Elisa Talentino is a Italian artist working with illustration, graphic arts, screen printing and animation.
Her illustrations appear in books and magazines. Elisa recently collaborated with The New York Times, The Washington Post, Goethe Institut, Mondadori, and La Repubblica.
Her approach to silkscreen is special and experimental:”My first screen printings were born in a kitchen together with graphic designer Paolo Berra in 2007″. Today people can see her works exhibited in several galleries in Italy and abroad.
Here’s 8 questions with Elisa Talentino.
1. Tell us about your creative process.
I start from the feeling I want to pass down, from the concept I try to get the essence. The image should be as much as iconic and conceptual as possibile. I made drawings with pencil and then I start to take off until I find the essence. I know I have to stop, when without that one small part the illustration would lose the meaning. The idea is to pass down a concept with the least possible number of signs.
2. Plants often populate your illustrations. Do they have a particular meaning?
Plants are a passion of mine, especially those ones of the medieval herbals that in my opinion are more iconic and fascinating than ever.

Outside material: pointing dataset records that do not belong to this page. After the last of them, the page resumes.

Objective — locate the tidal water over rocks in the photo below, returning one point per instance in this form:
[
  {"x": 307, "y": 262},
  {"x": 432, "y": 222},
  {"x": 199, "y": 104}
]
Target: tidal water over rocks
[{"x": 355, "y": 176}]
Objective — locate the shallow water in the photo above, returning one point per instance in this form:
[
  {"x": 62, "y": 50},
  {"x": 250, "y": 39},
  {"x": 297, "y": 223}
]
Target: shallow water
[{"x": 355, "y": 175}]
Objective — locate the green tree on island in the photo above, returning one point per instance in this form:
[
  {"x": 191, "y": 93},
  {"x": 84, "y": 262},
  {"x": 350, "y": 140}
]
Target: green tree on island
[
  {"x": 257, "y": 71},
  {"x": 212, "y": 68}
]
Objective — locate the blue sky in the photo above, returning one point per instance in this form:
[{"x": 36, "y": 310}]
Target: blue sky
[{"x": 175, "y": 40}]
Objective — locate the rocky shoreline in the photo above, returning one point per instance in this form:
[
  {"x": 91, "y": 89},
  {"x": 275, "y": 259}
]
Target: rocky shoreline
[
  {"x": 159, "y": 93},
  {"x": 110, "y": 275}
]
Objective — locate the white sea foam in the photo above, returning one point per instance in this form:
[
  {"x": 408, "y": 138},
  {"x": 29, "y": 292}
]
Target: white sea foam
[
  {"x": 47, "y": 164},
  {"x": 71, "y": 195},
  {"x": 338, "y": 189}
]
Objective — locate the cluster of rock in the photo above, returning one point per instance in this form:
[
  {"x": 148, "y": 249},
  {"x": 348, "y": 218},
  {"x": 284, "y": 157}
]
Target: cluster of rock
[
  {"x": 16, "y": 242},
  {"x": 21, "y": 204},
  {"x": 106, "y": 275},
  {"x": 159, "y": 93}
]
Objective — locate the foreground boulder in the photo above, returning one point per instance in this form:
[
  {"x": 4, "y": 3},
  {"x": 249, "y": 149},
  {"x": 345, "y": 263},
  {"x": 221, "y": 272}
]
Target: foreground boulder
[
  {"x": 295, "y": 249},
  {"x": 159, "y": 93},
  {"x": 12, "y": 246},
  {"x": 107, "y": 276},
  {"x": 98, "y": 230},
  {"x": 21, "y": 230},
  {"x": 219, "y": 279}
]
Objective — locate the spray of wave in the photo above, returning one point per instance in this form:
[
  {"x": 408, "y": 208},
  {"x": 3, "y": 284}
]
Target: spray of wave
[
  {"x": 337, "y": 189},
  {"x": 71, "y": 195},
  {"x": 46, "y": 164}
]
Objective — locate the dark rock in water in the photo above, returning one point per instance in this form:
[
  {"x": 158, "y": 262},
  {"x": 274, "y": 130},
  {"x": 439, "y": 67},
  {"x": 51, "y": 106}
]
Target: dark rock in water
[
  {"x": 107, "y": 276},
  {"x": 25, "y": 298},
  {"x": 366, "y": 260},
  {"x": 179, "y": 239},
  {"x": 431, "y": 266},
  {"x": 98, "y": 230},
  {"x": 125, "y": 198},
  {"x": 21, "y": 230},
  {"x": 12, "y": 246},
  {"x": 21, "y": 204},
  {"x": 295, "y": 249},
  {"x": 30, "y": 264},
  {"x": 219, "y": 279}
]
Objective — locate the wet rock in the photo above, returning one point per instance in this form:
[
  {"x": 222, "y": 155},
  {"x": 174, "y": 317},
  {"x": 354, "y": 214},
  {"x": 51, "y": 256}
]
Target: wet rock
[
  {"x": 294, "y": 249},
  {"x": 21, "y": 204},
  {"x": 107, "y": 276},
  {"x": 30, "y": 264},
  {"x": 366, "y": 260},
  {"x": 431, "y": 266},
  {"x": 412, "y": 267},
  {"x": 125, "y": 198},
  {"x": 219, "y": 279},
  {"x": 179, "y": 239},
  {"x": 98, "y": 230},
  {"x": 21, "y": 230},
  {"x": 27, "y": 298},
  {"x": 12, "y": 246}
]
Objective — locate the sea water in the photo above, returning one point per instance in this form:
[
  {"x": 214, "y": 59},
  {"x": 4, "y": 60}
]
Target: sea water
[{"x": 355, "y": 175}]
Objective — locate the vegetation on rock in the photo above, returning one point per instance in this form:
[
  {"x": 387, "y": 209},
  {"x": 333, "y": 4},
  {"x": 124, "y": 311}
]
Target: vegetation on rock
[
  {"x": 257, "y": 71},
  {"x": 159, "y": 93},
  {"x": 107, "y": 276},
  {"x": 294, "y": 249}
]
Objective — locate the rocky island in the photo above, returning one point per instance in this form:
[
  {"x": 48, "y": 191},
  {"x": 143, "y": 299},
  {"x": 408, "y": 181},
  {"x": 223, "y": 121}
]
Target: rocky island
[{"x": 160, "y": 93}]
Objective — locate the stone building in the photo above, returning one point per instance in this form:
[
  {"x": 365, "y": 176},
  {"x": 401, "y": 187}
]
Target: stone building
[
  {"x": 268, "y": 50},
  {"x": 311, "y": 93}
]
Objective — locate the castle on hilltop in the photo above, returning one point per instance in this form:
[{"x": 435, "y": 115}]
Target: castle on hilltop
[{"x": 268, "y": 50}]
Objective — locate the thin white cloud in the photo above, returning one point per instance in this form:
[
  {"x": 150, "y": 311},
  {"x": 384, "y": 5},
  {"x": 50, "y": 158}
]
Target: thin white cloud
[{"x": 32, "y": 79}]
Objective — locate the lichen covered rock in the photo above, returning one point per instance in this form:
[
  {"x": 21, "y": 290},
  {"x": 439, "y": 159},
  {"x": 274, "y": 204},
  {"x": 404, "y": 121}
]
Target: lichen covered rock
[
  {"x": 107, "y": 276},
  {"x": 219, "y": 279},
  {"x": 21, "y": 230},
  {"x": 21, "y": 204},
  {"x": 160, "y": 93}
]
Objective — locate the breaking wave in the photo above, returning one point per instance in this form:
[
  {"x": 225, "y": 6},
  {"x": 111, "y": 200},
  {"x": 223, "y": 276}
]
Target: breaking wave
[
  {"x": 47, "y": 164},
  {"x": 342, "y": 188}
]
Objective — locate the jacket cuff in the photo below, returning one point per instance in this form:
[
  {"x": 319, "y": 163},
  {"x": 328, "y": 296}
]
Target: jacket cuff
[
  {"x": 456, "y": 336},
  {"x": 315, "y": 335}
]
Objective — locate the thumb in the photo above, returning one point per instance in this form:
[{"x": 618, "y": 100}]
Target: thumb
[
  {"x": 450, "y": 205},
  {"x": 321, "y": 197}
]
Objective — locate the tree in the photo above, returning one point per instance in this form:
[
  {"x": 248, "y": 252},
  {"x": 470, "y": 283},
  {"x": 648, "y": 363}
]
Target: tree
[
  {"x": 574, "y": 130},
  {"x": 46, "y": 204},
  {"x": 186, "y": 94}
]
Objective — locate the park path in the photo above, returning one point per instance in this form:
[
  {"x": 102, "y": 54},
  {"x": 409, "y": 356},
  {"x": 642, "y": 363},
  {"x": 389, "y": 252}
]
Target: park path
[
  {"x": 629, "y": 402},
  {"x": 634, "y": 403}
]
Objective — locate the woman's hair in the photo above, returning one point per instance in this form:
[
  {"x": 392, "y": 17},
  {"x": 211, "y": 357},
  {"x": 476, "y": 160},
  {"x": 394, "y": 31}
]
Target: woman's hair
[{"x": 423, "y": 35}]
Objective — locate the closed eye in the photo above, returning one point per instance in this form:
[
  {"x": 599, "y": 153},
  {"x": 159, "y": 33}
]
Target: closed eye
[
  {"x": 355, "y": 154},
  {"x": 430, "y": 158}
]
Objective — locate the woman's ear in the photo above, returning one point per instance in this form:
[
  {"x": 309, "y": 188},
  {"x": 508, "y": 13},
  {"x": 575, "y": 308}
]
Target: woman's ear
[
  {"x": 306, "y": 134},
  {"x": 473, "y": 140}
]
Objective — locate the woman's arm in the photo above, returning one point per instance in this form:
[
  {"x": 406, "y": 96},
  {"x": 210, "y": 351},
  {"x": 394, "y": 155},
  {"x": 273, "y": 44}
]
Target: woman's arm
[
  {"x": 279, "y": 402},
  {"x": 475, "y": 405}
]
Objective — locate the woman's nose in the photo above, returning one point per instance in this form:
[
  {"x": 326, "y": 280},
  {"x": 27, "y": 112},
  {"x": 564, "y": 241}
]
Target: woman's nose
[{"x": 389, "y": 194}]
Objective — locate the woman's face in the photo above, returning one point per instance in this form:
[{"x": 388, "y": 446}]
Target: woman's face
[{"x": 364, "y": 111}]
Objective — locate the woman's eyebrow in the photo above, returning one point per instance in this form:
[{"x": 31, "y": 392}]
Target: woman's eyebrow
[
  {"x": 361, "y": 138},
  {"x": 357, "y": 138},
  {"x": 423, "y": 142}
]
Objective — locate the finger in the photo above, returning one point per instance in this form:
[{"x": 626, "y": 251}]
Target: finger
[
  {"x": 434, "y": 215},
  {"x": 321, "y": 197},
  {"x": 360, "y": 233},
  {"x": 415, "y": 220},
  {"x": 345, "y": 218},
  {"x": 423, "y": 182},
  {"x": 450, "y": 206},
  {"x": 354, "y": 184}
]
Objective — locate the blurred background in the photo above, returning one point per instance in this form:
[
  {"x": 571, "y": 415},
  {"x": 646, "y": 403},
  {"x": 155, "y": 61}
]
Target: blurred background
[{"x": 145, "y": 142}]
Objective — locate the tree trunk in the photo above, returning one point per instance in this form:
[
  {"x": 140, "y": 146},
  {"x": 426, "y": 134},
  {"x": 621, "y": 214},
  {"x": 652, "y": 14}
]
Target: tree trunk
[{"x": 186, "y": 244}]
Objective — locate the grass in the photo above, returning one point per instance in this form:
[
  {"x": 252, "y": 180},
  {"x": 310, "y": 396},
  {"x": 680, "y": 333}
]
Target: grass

They fascinate me, above all for their symbology.
3. Is this also true for animals?
Yes, also animals have their own special meaning in my illustrations. I do not like decorativism in its purest form, that’s why everything in my drawings is there for a reason. The bear that is ridden by Anita Berber, for example, represents Berlin and it is a sort of redemption that I wanted to give to the German actress and dancer. She lived in Germany in the ’30s and was discriminated beacuse of her lifestyle considered scandalous for the time.
In my illustrations, the wolf – that one of Little Red Riding Hood – symbolizes the passage from childhood to adulthood, the entrance into sexuality.
4. In your illustrations, one can find very often women, and generally they have no eyes. Why?
Women are what I know best. Like most artists I tend to represent myself and therefore, if I have to say something, I say it through what I know best: the female body. As for the non-representation of the eyes, it is a way to focus the attention of the beholder on something specific. In my case, I prefer to give importance to the mouth rather than the look.
5. Characters in your drawing are never set in a physical space. Is there a special reason?
Maybe because I love holy icons or just because of weight of images: add a physical contest may take off importance to characters.
6. What techniques do you use?
My academic training made me start with oil and acrylic painting, engraving and pencil drawing, but these techniques bored me. Perhaps because I already had a graphic setting at the time. Screen printing, on the other hand, allowed me to invent a technique of mine and to put together painting, graphics and engraving, all with short time frames: I paint with a brush on the acetate and then scratch away.
7. What does creativity means to you?
A few years ago I thought:”I would like to be able to draw with the serenity of those who do not have to meet expectations, without performance anxiety. Today it continues to be like this: I always try to think that what I’m doing can be taken and throw it away in case if I do not like it.
8. What book is there on your bedside table right now?
A comic book by Anke Feuchtenberger and Tibetan Peach Pie by Tom Robbins.